Vier unbekannte Waldgedichte von Hoffmann von Fallersleben entdeckt

Von Dietmar Kemper und
Carsten Borgmeier (Foto)
Detmold/Höxter (WB). Literatur-Sensation in Westfalen-Lippe: Die Bibliothekarin der Bezirksregierung Detmold hat vier unbekannte Waldgedichte des Deutschlandlied-Dichters August Heinrich Hoffmann von Fallersleben (1798 bis 1874) entdeckt.
Dr. Günter Tiggesbäumker: ein sensationeller Fund.
»In einer wissenschaftlichen Zeitschrift, in der es um Borkenkäfer ging, standen plötzlich diese Gedichte«, sagte Sonja Siebers dieser Zeitung. Hoffmann von Fallersleben, lange Jahre Archivar in Corvey, wurde als Dichter des Deutschland-Liedes weltberühmt. Er verfasste auch zahlreiche Kinderlieder wie »Ein Männlein steht im Walde« und »Alle Vögel sind schon da«.
Sonja Siebers stieß auf den Zyklus mit Gedichten in der »Monatsschrift für das Forst- und Jagdwesen« aus dem Jahr 1867. Dort suchte die Bibliothekarin nach Informationen über den »Wildschütz« Hermann Klostermann. Der »Robin Hood der Egge« hatte Mitte des 19. Jahrhunderts in den heutigen Kreisen Paderborn, Höxter, Hochsauerlandkreis und Waldeck-Frankenberg ohne Erlaubnis Hirsche und Wildschweine geschossen, die Beute mit Armen geteilt und sich dadurch einen legendären Ruf erworben.

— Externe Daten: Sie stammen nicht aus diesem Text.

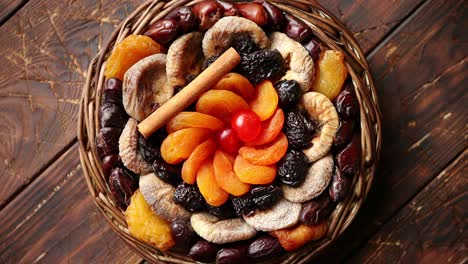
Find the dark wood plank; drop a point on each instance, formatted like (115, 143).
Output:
(54, 220)
(8, 8)
(432, 228)
(46, 48)
(421, 74)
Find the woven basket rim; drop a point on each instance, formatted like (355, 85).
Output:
(330, 30)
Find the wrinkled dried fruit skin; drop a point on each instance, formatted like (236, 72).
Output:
(261, 65)
(276, 20)
(316, 210)
(203, 251)
(183, 235)
(122, 186)
(229, 8)
(314, 49)
(107, 141)
(189, 197)
(236, 253)
(208, 12)
(296, 29)
(164, 31)
(346, 104)
(253, 12)
(112, 115)
(109, 163)
(296, 130)
(265, 197)
(292, 168)
(112, 92)
(348, 160)
(343, 135)
(185, 17)
(289, 93)
(224, 211)
(339, 186)
(167, 172)
(264, 247)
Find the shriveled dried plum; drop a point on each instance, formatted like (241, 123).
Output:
(265, 197)
(261, 65)
(167, 172)
(317, 210)
(292, 168)
(244, 44)
(189, 197)
(289, 93)
(296, 130)
(224, 211)
(122, 185)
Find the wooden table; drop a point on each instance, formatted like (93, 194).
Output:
(417, 210)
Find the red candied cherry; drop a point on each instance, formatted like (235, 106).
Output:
(246, 124)
(228, 140)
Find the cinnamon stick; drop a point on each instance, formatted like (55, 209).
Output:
(204, 81)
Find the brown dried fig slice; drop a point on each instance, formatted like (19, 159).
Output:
(128, 149)
(145, 86)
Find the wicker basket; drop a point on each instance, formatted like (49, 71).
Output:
(328, 29)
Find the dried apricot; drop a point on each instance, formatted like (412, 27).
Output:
(270, 129)
(132, 49)
(331, 74)
(199, 154)
(238, 84)
(145, 225)
(225, 176)
(221, 104)
(296, 237)
(267, 154)
(266, 100)
(179, 145)
(214, 195)
(254, 174)
(193, 119)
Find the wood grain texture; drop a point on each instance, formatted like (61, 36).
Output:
(421, 77)
(432, 228)
(54, 220)
(46, 48)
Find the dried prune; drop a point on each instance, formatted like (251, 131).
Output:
(339, 186)
(224, 211)
(243, 205)
(264, 247)
(109, 163)
(265, 197)
(112, 92)
(343, 135)
(189, 197)
(185, 16)
(244, 44)
(317, 210)
(236, 253)
(314, 49)
(289, 93)
(203, 251)
(107, 141)
(167, 172)
(183, 234)
(292, 168)
(122, 185)
(346, 104)
(112, 115)
(296, 130)
(261, 65)
(296, 29)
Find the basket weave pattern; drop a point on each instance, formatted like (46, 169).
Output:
(326, 28)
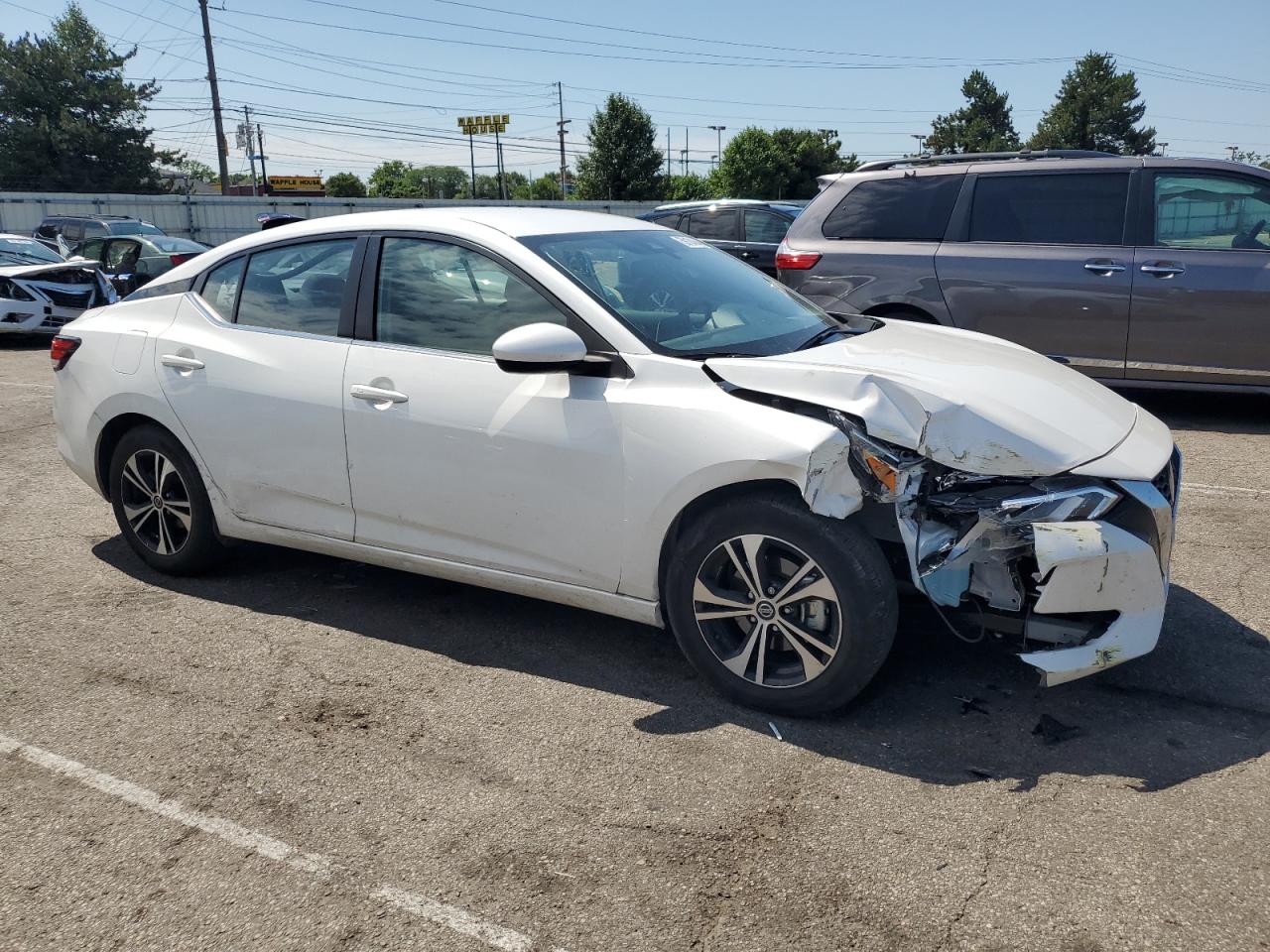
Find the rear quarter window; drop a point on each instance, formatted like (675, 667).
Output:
(907, 208)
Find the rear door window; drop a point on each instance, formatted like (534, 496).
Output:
(298, 287)
(908, 208)
(765, 227)
(722, 225)
(1051, 209)
(1211, 212)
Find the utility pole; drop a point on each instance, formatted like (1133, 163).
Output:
(259, 143)
(719, 131)
(561, 126)
(216, 100)
(245, 128)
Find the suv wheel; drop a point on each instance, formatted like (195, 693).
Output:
(160, 503)
(780, 608)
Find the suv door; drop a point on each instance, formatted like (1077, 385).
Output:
(1042, 258)
(763, 234)
(1202, 280)
(253, 367)
(454, 458)
(716, 226)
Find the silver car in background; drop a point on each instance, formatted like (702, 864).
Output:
(1135, 271)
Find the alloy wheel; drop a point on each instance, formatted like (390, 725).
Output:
(767, 611)
(155, 502)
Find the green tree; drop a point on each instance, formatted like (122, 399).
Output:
(344, 184)
(1096, 108)
(983, 125)
(68, 121)
(624, 162)
(689, 188)
(390, 180)
(780, 164)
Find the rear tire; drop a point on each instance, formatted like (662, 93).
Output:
(160, 503)
(811, 635)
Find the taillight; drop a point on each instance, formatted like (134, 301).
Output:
(788, 261)
(63, 349)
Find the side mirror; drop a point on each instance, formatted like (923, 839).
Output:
(540, 348)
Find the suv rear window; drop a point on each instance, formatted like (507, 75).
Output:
(1052, 209)
(907, 208)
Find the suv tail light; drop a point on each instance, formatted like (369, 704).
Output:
(62, 350)
(790, 261)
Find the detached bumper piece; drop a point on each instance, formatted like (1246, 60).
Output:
(1096, 566)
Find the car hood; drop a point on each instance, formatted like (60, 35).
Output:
(973, 403)
(35, 271)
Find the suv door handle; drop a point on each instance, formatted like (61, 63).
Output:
(1103, 266)
(376, 395)
(182, 363)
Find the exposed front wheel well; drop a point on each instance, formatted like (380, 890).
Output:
(111, 435)
(705, 503)
(902, 312)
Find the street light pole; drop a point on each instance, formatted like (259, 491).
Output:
(719, 131)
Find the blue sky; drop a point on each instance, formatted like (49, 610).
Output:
(341, 96)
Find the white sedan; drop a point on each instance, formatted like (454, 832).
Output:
(607, 414)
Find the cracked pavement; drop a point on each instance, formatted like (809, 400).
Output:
(564, 774)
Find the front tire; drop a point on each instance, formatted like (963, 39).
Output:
(160, 503)
(780, 608)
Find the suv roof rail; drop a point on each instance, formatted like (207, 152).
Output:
(957, 158)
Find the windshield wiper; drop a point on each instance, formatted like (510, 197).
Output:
(822, 336)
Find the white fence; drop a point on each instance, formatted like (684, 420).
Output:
(216, 218)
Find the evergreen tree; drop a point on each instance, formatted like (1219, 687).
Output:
(983, 125)
(68, 121)
(624, 162)
(1096, 108)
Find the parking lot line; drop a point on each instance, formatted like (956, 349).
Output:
(452, 918)
(1216, 489)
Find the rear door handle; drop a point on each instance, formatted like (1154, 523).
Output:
(1102, 266)
(377, 395)
(1162, 270)
(182, 363)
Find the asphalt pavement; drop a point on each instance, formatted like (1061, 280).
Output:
(305, 753)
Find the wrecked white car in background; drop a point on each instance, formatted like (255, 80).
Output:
(41, 291)
(621, 417)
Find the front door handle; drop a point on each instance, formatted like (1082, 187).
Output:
(377, 395)
(1103, 266)
(182, 363)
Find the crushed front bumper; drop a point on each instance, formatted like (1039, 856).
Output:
(1102, 566)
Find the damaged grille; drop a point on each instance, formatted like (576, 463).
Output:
(70, 298)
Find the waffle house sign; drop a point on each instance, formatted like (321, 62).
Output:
(483, 125)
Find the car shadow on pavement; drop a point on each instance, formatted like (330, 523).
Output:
(940, 711)
(1210, 413)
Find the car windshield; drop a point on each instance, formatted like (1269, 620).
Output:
(27, 250)
(684, 298)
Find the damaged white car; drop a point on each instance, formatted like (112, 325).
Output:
(611, 416)
(40, 291)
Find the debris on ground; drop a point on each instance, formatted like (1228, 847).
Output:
(1055, 731)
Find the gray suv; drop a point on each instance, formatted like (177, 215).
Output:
(1143, 271)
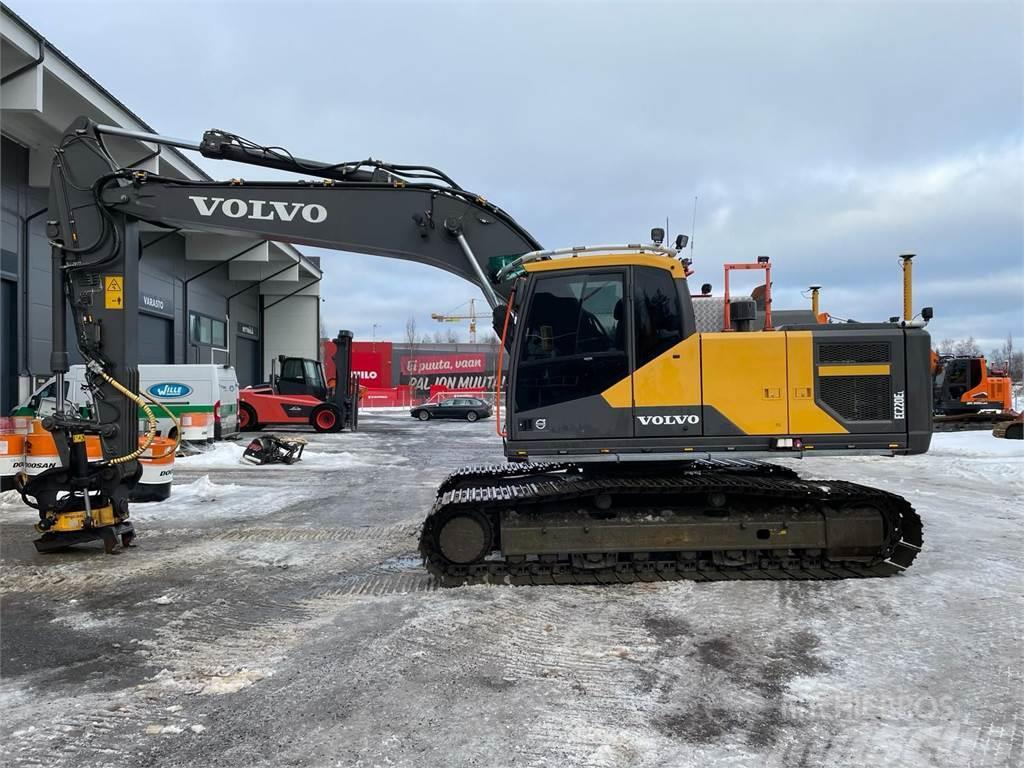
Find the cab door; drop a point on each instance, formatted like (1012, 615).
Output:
(572, 346)
(667, 378)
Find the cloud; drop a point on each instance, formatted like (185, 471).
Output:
(832, 137)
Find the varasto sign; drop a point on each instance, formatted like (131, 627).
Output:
(426, 365)
(167, 389)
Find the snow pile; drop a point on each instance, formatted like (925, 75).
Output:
(975, 444)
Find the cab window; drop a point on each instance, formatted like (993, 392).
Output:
(312, 372)
(291, 370)
(658, 320)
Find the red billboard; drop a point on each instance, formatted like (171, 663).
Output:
(371, 361)
(433, 365)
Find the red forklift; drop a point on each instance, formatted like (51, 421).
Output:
(299, 394)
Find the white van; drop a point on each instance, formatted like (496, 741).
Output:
(203, 397)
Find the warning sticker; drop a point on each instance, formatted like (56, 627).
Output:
(114, 291)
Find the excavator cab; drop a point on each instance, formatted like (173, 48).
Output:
(300, 376)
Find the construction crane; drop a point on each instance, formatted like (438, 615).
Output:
(634, 429)
(451, 317)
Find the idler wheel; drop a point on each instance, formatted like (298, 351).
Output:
(465, 538)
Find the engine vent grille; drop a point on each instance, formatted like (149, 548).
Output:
(857, 397)
(876, 351)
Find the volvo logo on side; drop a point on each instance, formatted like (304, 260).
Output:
(665, 421)
(899, 406)
(259, 210)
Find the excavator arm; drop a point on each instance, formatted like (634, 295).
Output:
(414, 213)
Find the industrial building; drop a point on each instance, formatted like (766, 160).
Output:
(203, 297)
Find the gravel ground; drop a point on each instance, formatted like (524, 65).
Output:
(279, 616)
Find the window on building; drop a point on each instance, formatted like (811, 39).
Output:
(207, 331)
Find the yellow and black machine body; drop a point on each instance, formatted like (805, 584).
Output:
(637, 421)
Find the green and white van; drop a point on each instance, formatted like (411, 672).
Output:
(203, 397)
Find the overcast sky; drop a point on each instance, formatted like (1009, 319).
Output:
(832, 137)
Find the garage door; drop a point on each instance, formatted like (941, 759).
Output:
(247, 361)
(156, 339)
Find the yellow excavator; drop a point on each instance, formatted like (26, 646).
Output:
(637, 419)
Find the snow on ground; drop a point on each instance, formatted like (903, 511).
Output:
(280, 616)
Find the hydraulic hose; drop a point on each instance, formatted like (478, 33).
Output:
(151, 432)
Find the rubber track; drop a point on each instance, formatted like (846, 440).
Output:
(492, 488)
(496, 474)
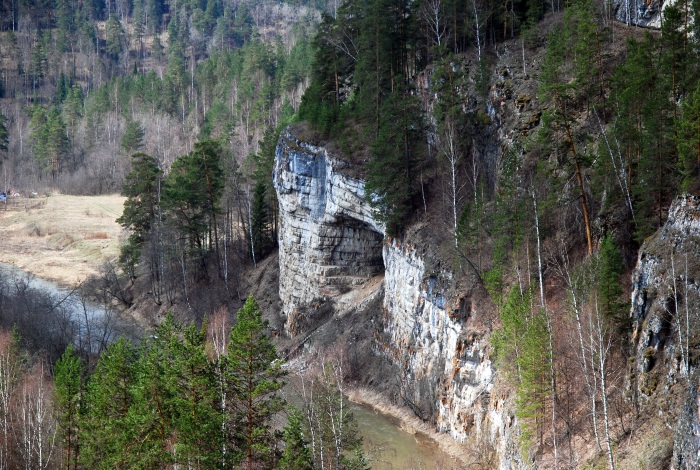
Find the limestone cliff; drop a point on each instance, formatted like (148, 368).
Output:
(666, 328)
(333, 251)
(329, 241)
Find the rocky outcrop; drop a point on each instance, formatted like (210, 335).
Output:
(333, 251)
(330, 244)
(643, 13)
(666, 327)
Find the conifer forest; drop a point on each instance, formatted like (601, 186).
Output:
(531, 159)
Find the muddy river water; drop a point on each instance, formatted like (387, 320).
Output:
(386, 445)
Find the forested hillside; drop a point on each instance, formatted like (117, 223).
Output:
(529, 148)
(85, 84)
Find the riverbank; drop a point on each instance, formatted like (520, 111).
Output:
(407, 421)
(61, 238)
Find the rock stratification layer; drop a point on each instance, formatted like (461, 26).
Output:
(332, 249)
(666, 324)
(329, 241)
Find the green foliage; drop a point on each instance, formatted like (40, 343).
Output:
(106, 433)
(192, 193)
(296, 454)
(521, 345)
(506, 223)
(49, 134)
(132, 140)
(688, 141)
(142, 205)
(68, 386)
(254, 375)
(397, 157)
(610, 268)
(4, 136)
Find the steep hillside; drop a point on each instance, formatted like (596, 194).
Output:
(505, 314)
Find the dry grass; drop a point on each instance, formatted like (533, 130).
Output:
(64, 238)
(97, 236)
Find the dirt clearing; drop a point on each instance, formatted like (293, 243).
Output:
(59, 237)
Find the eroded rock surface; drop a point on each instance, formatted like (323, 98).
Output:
(332, 250)
(666, 328)
(330, 245)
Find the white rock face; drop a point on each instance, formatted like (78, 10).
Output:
(428, 338)
(329, 241)
(330, 247)
(666, 327)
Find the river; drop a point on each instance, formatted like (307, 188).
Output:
(390, 448)
(386, 446)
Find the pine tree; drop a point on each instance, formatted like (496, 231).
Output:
(142, 191)
(688, 141)
(197, 419)
(106, 432)
(68, 384)
(254, 376)
(397, 156)
(609, 275)
(296, 454)
(4, 136)
(192, 195)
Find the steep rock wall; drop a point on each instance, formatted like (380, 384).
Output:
(664, 372)
(329, 241)
(330, 247)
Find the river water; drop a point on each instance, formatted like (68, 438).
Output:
(390, 448)
(386, 446)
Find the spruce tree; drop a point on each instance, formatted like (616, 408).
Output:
(68, 385)
(397, 157)
(106, 432)
(255, 376)
(296, 454)
(4, 136)
(142, 191)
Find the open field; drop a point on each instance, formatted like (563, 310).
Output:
(59, 237)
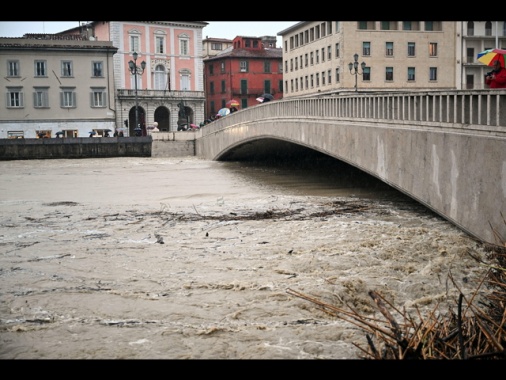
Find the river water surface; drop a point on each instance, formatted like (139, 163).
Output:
(184, 258)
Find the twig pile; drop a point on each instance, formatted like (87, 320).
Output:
(470, 333)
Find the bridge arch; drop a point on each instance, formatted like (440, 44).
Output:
(433, 147)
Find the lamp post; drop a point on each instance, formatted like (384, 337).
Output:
(134, 69)
(354, 68)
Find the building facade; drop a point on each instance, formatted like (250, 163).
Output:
(407, 55)
(251, 67)
(171, 79)
(56, 86)
(475, 37)
(214, 46)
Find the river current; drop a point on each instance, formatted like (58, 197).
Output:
(184, 258)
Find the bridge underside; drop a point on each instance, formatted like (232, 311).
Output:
(442, 169)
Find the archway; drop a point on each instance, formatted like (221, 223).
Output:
(162, 117)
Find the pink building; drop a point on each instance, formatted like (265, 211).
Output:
(169, 71)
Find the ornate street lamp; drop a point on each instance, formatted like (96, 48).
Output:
(134, 69)
(354, 68)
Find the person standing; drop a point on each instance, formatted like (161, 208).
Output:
(497, 77)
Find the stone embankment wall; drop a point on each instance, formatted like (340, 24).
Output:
(163, 144)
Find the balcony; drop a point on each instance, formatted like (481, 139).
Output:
(126, 93)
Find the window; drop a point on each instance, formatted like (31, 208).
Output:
(67, 98)
(160, 43)
(411, 74)
(41, 97)
(488, 28)
(267, 66)
(98, 98)
(66, 69)
(470, 28)
(411, 49)
(185, 80)
(267, 86)
(389, 74)
(183, 47)
(389, 46)
(13, 69)
(40, 68)
(470, 55)
(134, 43)
(433, 49)
(367, 73)
(160, 78)
(366, 48)
(15, 97)
(97, 69)
(432, 73)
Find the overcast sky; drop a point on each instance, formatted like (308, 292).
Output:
(215, 29)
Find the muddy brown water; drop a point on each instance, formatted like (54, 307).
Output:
(183, 258)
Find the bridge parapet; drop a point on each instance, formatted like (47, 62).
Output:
(478, 110)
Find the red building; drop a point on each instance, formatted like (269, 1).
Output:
(251, 67)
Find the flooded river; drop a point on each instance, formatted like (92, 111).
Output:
(184, 258)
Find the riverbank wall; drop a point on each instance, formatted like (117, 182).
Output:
(164, 144)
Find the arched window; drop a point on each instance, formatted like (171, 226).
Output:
(160, 78)
(185, 80)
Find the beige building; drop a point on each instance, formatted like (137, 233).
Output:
(407, 55)
(52, 84)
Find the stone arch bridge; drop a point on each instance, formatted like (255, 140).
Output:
(445, 149)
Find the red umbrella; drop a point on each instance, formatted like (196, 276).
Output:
(488, 57)
(232, 103)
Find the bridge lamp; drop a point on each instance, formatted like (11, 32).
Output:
(353, 66)
(136, 70)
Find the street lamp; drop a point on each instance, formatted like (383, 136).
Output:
(134, 69)
(354, 68)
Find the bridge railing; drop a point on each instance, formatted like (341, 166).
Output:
(480, 110)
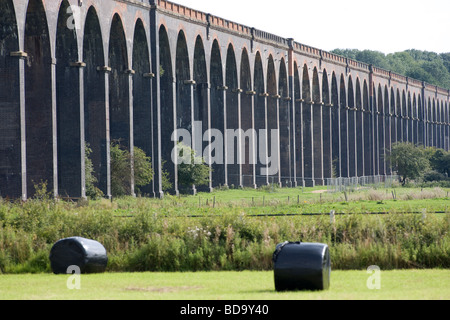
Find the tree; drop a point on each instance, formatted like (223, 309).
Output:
(409, 161)
(192, 170)
(92, 191)
(121, 169)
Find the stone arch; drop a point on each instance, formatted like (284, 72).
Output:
(343, 121)
(398, 118)
(232, 118)
(260, 118)
(10, 121)
(429, 111)
(393, 120)
(70, 118)
(421, 126)
(142, 115)
(38, 100)
(273, 145)
(217, 110)
(404, 117)
(409, 117)
(368, 137)
(387, 129)
(335, 128)
(351, 116)
(359, 130)
(247, 120)
(381, 131)
(308, 155)
(184, 86)
(326, 127)
(119, 83)
(168, 124)
(200, 96)
(284, 125)
(120, 101)
(317, 135)
(298, 127)
(96, 135)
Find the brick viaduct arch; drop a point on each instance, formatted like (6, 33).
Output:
(78, 72)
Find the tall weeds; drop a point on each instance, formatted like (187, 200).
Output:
(145, 240)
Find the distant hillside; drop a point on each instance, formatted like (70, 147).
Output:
(430, 67)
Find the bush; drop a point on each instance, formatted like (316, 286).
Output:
(227, 240)
(192, 170)
(91, 189)
(121, 171)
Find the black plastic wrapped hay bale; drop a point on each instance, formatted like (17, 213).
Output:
(302, 266)
(89, 255)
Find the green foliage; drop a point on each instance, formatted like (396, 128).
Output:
(121, 171)
(192, 170)
(229, 239)
(426, 66)
(165, 177)
(408, 160)
(143, 172)
(91, 189)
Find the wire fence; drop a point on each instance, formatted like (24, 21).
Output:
(335, 185)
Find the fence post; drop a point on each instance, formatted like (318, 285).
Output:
(332, 217)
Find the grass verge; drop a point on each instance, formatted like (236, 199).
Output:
(345, 285)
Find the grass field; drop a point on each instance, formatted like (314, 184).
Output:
(345, 285)
(295, 200)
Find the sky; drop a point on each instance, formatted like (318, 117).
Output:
(383, 25)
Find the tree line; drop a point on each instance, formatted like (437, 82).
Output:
(431, 67)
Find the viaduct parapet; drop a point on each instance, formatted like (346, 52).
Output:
(77, 72)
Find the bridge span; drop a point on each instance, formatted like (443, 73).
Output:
(77, 72)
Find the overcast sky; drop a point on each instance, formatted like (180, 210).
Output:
(383, 25)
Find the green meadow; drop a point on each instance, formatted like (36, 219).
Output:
(345, 285)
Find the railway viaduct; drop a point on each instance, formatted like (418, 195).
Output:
(74, 72)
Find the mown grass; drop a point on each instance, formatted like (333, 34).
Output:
(229, 234)
(345, 285)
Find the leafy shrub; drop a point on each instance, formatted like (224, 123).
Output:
(121, 170)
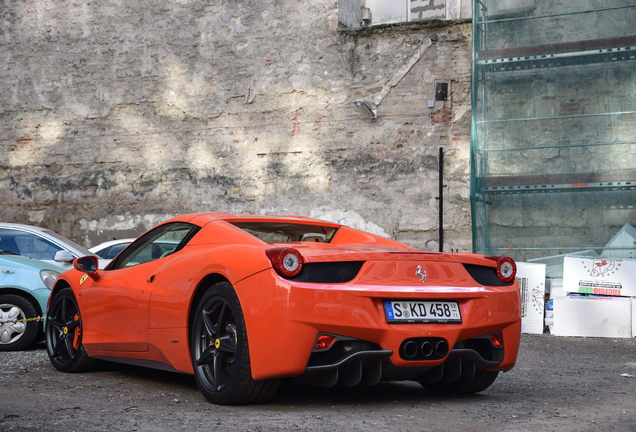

Siebers stöberte nach einem Theaterstück über den Wildschütz, das in der Heimat der Bibliothekarin, in Marsberg-Erlinghausen, 2007 aufgeführt werden soll - rechtzeitig zur 900-Jahr-Feier des Ortes. Weil die Bibliothek der Bezirksregierung mit 50 000 Bänden Teile des Nachlasses der Vorgänger-Verwaltung Minden enthält, hoffte sie fündig zu werden. Am Ende entdeckte Siebers statt des Theaterstücks über den Wilderer die Verse des Dichters. »Ich bin über die Anmerkung in der Monatsschrift gestolpert, die Gedichte seien bisher nicht im Druck erschienen«, erzählte die Bibliothekarin dieser Zeitung.
»Die Gedichte sind in der Tat Neuentdeckungen«, bestätigte Günter Tiggesbäumker, der die Bibliothek Corvey betreut und als Experte für Leben und Werk von Hoffmann von Fallersleben gilt. »Der Zyklus ist in den vom Dichter autorisierten Bänden nicht veröffentlicht worden.« Auch die Hoffmann-von-Fallersleben-Gesellschaft in Wolfsburg habe nichts von den Werken gewusst.
Tiggesbäumker hatte sich in der Bibliothek Corvey auf die Suche gemacht: »In einer Archivkiste habe ich schließlich die Originalhandschriften in einer Mappe gefunden.« Die Gedichte habe Hoffmann von Fallersleben an seinen Dienstherrn, den Herzog von Ratibor in Schlesien, geschickt, und dessen Forstinspektor Elias zu Rachowitz habe sie der Monatsschrift zugestellt. Der Zyklus trägt den Titel »Der Bäume Leid und Lied« und besteht aus den Gedichten »Der alten Bäume Nothschrei«, »Bitte um Fürbitte der Vögel«, »Des alten Baumes Fluchgesang« und »Des jungen Baumes Traurigkeit«.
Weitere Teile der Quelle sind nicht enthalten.